The motor industry says more time is needed to implement clean car standards designed to slash carbon emissions it says are the "most aggressive anywhere in the world".
Meanwhile American electric vehicle and clean energy company Tesla, the world's most valuable carmaker, has hit back with representatives today, telling politicians New Zealand is well behind comparable countries and risks becoming a dumping ground for dirty, high-emitting vehicles.
Parliament's transport select committee has been hearing submissions into new clean car rules.
They include the clean car discount, which gives a rebate on cleaner vehicles paid for by levying a charge on dirty ones; and the clean car standard, which encourages importers to bring clean cars into the country by forcing them to balance out imports of polluting vehicles by also importing clean ones.
Automakers that failed to balance the importing of "clean" and "dirty" vehicles, would have to pay penalties.
The Bill aims to rapidly reduce carbon dioxide emissions from light vehicles, helping meet climate change targets.
Representatives of the Motor Trade Association (MTA) told the committee the targets were "the most aggressive anywhere in the world".
These would see average emissions of most imported new and used passenger vehicles at 145 grams per kilometre by 2023, and more than halving to 63.3g/km in 202.
The MTA said these were also unreasonable, as they sought to get ahead of major automotive markets and failed to acknowledge New Zealand's link to the Australian market.
MTA strategy manager Greig Epps said this would simply result in the industry not achieving the targets, and penalties flowing on to consumers.
Electric utes, for example, were still three to four years away from being more common in the market and unlikely to reach New Zealand until near the end of the decade, he said.
To reach the targets in the Bill in 2027, at least 50 per cent of new vehicles would need to be zero emissions, he said.
"While we wish we could get that many by then, it is not possible."
The MIA recommended New Zealand instead set its own standards to follow those of other jurisdictions, namely meet the European Union's 2030 targets by 2032 here.
The Automobile Association (AA) said in its submission the Bill would highly likely lead to the range of affordable vehicles available to New Zealanders declining very quickly and prices escalate rapidly.
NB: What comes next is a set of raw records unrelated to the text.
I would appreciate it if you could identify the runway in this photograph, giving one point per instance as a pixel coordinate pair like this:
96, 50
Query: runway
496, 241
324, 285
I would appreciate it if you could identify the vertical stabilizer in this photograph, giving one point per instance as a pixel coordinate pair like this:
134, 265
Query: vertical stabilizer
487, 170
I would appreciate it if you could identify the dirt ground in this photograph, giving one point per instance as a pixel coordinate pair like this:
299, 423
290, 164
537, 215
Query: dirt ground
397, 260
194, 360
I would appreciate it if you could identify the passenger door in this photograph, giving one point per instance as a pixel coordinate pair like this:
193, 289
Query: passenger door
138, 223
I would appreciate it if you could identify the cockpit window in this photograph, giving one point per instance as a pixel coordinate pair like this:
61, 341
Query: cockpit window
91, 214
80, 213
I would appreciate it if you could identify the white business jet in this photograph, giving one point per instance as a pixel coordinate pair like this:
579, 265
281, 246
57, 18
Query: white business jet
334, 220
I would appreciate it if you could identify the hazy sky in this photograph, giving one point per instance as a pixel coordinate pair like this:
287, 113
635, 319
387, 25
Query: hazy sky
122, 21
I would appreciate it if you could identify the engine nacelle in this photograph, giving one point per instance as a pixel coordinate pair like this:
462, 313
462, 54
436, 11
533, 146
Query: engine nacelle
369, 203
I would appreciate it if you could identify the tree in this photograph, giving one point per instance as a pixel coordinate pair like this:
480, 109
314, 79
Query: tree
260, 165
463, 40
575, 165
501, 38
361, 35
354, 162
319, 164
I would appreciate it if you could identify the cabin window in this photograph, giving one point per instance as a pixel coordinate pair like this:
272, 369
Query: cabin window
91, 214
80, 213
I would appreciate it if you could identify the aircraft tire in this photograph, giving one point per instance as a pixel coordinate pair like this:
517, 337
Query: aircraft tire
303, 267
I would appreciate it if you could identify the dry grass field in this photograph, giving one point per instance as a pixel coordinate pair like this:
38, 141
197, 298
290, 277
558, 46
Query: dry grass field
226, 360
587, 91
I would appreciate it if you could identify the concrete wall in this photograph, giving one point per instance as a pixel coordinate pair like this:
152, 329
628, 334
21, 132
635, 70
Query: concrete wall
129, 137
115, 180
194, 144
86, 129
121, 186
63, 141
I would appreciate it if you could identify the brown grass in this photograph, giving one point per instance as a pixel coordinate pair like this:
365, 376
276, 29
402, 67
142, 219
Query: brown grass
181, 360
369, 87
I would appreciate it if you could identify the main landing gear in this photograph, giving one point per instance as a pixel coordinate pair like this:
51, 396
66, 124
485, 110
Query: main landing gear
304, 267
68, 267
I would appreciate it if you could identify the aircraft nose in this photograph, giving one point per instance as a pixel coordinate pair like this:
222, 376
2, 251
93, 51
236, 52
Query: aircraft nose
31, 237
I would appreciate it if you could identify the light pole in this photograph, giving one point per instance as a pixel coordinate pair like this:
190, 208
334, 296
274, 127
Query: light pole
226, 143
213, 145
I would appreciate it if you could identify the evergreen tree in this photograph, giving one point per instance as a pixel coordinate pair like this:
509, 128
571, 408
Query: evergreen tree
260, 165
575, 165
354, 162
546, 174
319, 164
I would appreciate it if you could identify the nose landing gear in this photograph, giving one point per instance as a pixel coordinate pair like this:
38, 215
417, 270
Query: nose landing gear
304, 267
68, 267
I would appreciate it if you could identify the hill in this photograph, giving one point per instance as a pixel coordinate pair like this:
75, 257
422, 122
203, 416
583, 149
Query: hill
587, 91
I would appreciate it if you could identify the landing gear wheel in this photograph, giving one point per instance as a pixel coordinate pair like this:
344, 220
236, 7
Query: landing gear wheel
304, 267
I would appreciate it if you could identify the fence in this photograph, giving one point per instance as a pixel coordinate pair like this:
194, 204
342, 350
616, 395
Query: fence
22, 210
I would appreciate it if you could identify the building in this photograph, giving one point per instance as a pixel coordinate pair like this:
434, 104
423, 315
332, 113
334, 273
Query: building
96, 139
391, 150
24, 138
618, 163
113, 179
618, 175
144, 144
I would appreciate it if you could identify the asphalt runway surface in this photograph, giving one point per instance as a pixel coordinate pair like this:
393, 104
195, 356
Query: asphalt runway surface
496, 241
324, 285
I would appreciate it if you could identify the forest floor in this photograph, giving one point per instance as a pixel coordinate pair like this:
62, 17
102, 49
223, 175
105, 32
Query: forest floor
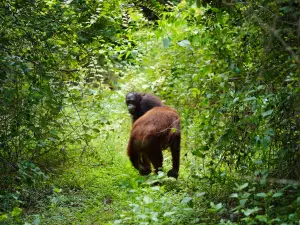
97, 189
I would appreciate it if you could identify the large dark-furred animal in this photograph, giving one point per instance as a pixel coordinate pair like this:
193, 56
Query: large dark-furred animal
154, 131
139, 103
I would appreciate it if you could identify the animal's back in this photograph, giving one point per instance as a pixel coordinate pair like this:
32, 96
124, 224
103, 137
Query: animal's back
158, 121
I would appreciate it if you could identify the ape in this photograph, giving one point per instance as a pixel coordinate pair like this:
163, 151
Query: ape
139, 103
156, 130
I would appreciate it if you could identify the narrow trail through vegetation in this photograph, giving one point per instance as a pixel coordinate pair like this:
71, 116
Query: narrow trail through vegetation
231, 71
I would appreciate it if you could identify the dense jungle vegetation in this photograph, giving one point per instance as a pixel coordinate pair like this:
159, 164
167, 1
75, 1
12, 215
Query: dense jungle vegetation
229, 67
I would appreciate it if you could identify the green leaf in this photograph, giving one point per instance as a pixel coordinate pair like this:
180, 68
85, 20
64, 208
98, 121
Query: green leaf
277, 194
185, 43
57, 190
261, 195
234, 195
147, 200
267, 113
262, 218
200, 194
16, 211
186, 200
3, 217
168, 214
241, 187
248, 212
166, 42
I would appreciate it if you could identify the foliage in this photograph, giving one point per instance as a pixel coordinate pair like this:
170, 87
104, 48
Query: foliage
230, 69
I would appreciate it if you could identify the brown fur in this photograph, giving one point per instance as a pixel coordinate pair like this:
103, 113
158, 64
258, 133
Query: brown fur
156, 130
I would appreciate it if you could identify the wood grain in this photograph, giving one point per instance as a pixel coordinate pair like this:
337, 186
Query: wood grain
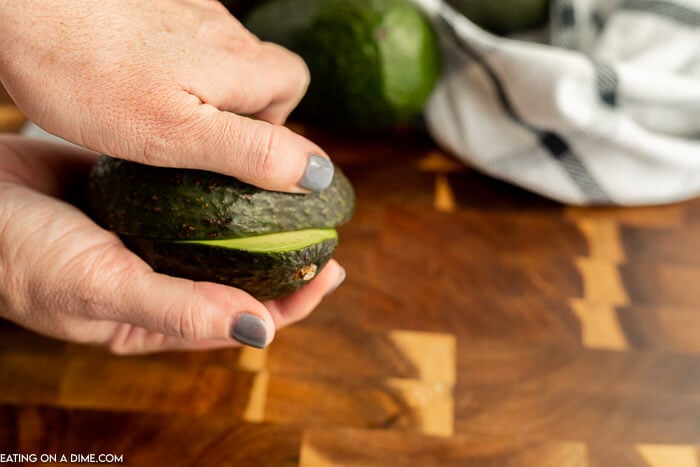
480, 325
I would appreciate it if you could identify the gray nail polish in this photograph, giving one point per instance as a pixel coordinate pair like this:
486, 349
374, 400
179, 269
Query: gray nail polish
250, 330
318, 175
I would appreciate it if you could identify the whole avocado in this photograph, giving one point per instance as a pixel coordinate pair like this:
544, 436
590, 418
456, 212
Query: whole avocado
210, 227
373, 63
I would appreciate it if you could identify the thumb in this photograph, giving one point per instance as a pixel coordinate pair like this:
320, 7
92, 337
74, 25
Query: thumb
255, 151
194, 311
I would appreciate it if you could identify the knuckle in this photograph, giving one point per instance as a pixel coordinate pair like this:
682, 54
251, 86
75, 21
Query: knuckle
188, 322
266, 147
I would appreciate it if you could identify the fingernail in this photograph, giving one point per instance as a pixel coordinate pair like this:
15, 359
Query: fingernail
338, 281
250, 330
318, 175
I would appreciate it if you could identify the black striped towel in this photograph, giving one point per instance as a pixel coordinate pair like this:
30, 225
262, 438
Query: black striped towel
605, 110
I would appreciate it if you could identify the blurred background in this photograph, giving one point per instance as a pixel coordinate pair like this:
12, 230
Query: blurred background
480, 324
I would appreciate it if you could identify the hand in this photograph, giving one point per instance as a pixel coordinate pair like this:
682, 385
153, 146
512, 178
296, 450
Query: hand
176, 83
64, 276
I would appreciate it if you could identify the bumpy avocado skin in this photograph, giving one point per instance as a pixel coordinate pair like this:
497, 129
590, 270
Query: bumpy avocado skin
183, 204
265, 276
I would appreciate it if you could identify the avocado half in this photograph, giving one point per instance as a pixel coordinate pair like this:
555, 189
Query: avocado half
206, 226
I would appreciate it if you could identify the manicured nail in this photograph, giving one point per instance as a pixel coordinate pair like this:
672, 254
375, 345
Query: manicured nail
318, 175
250, 330
338, 281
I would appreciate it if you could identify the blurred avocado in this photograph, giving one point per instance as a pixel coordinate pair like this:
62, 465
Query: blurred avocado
240, 8
504, 16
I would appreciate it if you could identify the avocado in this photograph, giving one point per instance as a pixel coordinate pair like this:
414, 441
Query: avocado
184, 204
265, 273
506, 16
206, 226
373, 63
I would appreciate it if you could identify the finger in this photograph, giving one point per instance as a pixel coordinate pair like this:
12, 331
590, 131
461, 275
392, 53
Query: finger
187, 310
260, 78
297, 306
269, 156
130, 340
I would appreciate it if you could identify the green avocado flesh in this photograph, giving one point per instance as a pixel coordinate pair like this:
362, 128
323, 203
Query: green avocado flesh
270, 243
205, 226
261, 266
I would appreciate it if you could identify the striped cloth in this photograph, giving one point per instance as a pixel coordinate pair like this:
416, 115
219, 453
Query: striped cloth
603, 110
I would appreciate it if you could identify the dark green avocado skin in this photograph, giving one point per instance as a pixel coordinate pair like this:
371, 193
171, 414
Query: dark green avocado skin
184, 204
263, 275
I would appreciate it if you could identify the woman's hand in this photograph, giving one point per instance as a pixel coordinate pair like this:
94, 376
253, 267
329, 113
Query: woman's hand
64, 276
176, 83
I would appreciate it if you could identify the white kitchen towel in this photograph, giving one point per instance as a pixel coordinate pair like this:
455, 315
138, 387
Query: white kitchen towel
606, 111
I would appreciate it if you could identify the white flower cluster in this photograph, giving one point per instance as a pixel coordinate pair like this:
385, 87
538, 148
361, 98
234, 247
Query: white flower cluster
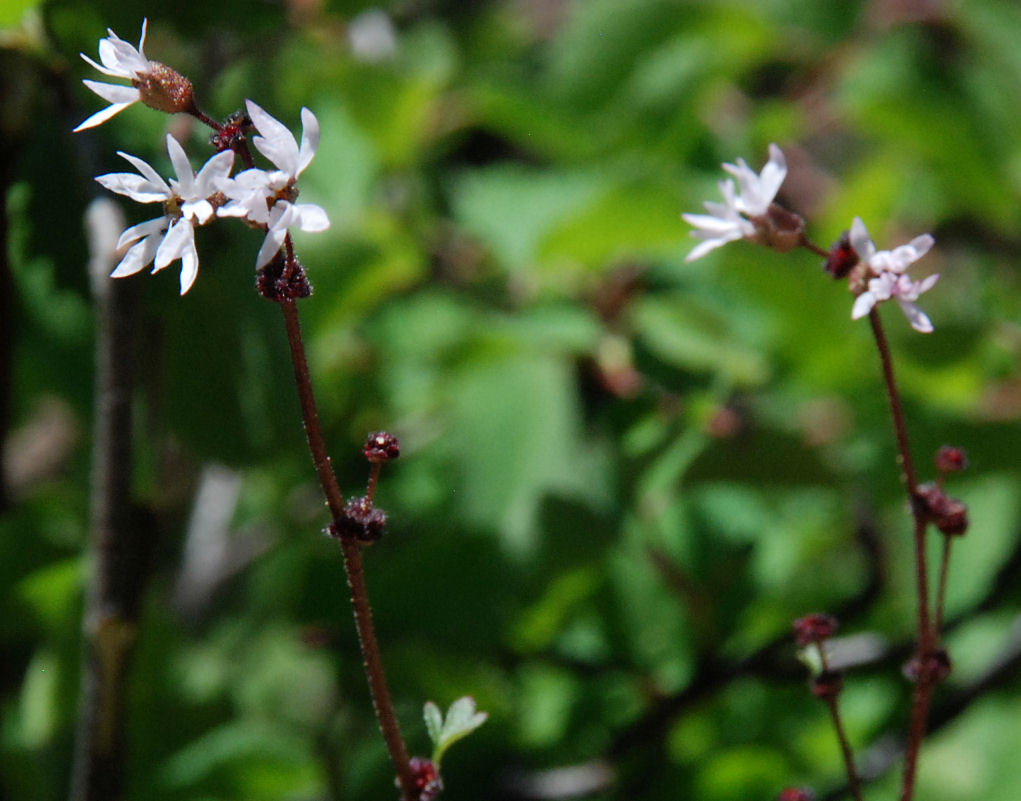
884, 270
263, 198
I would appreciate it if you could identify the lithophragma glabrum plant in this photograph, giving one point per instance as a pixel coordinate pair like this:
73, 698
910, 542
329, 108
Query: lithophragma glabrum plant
265, 199
748, 212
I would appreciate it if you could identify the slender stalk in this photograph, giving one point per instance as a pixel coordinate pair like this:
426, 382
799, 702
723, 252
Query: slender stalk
854, 781
944, 562
352, 560
118, 546
925, 680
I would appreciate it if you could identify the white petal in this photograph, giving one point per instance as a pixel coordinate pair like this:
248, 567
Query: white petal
186, 178
147, 170
271, 246
189, 268
137, 257
276, 142
309, 139
705, 247
112, 93
861, 241
101, 116
212, 172
197, 211
917, 317
135, 187
146, 229
311, 217
179, 239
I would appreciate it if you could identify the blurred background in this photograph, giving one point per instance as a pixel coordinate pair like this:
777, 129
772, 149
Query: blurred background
623, 476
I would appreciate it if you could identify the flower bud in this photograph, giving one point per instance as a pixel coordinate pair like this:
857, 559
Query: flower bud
427, 779
827, 685
841, 258
796, 794
815, 628
359, 520
164, 89
779, 229
933, 668
950, 515
951, 459
381, 446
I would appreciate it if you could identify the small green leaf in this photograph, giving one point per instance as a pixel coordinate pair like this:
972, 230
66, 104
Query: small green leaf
434, 722
462, 719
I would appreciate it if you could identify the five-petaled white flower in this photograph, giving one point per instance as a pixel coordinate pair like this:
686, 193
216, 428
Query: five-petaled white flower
886, 269
268, 197
730, 220
119, 60
186, 204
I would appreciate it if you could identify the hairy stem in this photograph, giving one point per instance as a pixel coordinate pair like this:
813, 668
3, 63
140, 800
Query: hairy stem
352, 560
925, 680
119, 546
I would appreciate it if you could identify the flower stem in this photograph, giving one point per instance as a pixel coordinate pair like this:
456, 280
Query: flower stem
352, 560
854, 782
926, 634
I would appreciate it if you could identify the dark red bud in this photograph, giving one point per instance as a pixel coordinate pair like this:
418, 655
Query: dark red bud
950, 515
427, 779
827, 685
933, 668
164, 89
815, 628
381, 446
796, 794
951, 459
359, 520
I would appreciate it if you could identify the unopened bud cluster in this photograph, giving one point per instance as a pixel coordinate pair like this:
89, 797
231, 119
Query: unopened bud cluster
361, 519
264, 199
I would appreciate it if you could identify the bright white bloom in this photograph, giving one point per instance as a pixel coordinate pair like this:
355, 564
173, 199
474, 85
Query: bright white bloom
186, 204
759, 191
888, 280
119, 60
268, 197
730, 220
723, 223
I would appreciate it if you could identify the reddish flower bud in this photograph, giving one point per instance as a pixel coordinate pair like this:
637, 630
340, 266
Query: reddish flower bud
827, 685
950, 515
841, 257
815, 628
164, 89
427, 779
933, 668
359, 520
233, 133
796, 794
381, 446
951, 459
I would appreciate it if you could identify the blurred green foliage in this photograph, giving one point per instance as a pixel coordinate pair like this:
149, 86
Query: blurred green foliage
623, 474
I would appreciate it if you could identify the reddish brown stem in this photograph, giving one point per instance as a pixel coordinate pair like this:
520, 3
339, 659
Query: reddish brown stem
352, 561
926, 634
854, 782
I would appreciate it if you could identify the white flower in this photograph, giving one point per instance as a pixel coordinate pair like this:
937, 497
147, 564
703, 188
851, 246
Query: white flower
888, 280
268, 197
186, 204
722, 224
119, 60
759, 191
730, 220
"This would reduce demand for vehicles and hence the turnover of vehicles entering the fleet as New Zealanders opt to keep and maintain the vehicles they already have for longer."
AA national policy and research manager Simon Douglas said they supported the goals and framework, but believed the proposed rate of change required to meet the targets were "too onerous and practically unattainable in the timeframe outlined".
Tesla representative Sam McLean said in the contrary the proposed targets were "very modest and reasonable in an international context".
The United Kingdom had pledged to ban combustible engine motor vehicles by 2030, along with Sweden and Denmark, for example.
"This is out in the middle of the pack."
McLean said they recommended charges for non-compliance were increased.
When asked by National MP David Bennett about the ability to meet electric vehicle demand to meet the standards, Tesla senior counsel Joe Mendelson said their production had grown in line with clean car policy, particularly in the United States.
They had gone from producing 3000 vehicles in 2012, when standards were introduced, to over a million this year. They aimed to build 20 million a year by 2030.
Tesla said in its written submission the poor supply of electric vehicles from legacy automakers was due to decisions those companies had made to neglect the EV market.
"Legacy automakers will tell this committee that they cannot supply adequate numbers of lower emissions vehicles to meet the Clean Vehicle Standard.
"This may be true but, in saying so, they are simply stating that they have chosen not to invest in low emissions vehicles and they now want to hold back New Zealand's transition to sustainable transport as a result," Tesla said.